Untuk melepaskan ketergantungan akan investasi, tentu startup harus lebih dulu profitable atau menghasilkan keuntungan. Eddi nggak mempermasalahkan sistem ‘bakar uang’ yang sering digunakan startup di tahap early stage untuk promosi. Namun, cara ini bakal jadi bumerang kalau terus-terusan diterapkan.

“Bakar uang itu nggak masalah di awal sebuah startup. Di awal sebuah startup kalo nggak bakar uang, nggak melakukan promo, nggak ada yang kenal. Tapi masa udah tahun ke 7, ke 8, ke 10 gitu masih bakar uang dan masih promo gila-gilaan?

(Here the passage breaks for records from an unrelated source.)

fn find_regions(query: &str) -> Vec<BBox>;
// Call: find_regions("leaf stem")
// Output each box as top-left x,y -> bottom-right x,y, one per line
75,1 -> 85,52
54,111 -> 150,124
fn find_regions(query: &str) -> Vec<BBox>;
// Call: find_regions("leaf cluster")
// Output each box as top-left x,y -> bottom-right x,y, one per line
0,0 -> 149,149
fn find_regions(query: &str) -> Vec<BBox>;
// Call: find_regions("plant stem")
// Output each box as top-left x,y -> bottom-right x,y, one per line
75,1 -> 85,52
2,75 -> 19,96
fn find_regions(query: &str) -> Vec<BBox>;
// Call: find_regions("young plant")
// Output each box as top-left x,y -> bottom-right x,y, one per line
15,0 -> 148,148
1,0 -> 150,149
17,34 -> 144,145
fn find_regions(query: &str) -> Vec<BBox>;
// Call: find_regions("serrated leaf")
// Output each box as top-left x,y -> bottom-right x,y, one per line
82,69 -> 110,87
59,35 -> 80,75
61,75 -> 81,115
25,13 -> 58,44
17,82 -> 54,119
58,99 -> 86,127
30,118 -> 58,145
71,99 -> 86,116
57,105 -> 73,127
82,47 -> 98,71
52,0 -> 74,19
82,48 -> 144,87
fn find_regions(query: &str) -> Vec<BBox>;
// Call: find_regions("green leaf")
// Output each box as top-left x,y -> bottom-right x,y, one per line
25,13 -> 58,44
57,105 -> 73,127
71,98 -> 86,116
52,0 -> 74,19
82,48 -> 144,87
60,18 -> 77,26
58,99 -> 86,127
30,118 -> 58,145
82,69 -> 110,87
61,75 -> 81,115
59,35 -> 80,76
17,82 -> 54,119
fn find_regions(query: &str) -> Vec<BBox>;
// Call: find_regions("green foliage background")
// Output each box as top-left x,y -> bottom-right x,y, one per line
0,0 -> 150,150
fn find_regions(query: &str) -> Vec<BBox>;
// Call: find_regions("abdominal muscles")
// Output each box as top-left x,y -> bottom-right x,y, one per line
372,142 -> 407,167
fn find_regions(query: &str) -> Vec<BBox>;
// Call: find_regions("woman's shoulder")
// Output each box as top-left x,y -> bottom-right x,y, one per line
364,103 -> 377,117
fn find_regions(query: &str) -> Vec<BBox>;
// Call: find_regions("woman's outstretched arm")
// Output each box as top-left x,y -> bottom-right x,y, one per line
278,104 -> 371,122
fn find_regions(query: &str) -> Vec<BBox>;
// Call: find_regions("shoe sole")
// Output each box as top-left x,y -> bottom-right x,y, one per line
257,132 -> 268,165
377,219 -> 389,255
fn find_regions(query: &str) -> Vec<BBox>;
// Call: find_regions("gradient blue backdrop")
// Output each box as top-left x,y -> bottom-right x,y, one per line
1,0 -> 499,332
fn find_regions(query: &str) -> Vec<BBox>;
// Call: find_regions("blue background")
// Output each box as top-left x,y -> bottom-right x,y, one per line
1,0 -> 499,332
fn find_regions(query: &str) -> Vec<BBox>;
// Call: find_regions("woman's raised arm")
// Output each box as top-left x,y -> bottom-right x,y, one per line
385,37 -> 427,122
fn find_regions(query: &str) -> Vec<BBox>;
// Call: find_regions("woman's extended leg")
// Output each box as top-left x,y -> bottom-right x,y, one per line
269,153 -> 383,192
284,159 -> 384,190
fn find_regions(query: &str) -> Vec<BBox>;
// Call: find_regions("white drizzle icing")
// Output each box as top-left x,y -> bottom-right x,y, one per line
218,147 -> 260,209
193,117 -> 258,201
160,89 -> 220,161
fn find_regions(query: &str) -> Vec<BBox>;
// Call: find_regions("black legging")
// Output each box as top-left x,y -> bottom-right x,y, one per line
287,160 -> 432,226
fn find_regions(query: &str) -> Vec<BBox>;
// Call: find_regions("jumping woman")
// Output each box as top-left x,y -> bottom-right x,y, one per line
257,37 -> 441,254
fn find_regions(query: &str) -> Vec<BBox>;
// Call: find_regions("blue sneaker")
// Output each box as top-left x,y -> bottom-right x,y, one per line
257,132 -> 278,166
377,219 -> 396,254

Menurut saya itu nggak sehat,” kata Eddi.

“Jadi, memang sebagai investor kita sadar dan mungkin kita support kalo terjadi promo, diskon, bakar uang gitu di awal sebuah startup. Tapi kalau terus-menerus, menurut kita nggak sustainable. Jadi memang pada dasarnya, saatnya startup tersebut harus lebih profitable atau punya profitability,” sambungnya lagi.

Untuk itu, Eddi menyarankan agar startup lebih bijaksana dalam mengatur cash flow. Analoginya mirip kayak kita baru gajian aja, Guys. Jangan merasa lagi banyak uang, lantas ‘gatel’ ingin segera membelanjakan uang untuk ini-itu.

“Startup harus lebih prudent dalam mengelola cash flow-nya. Mohon maaf saya pakai analogi kita sebagai karyawan ya. Kalo karyawan baru terima gajian kan makanannya enak-enak terus. Giliran udah tanggal tua makannya mi instan 3 kali sehari,” Eddi memaparkan. 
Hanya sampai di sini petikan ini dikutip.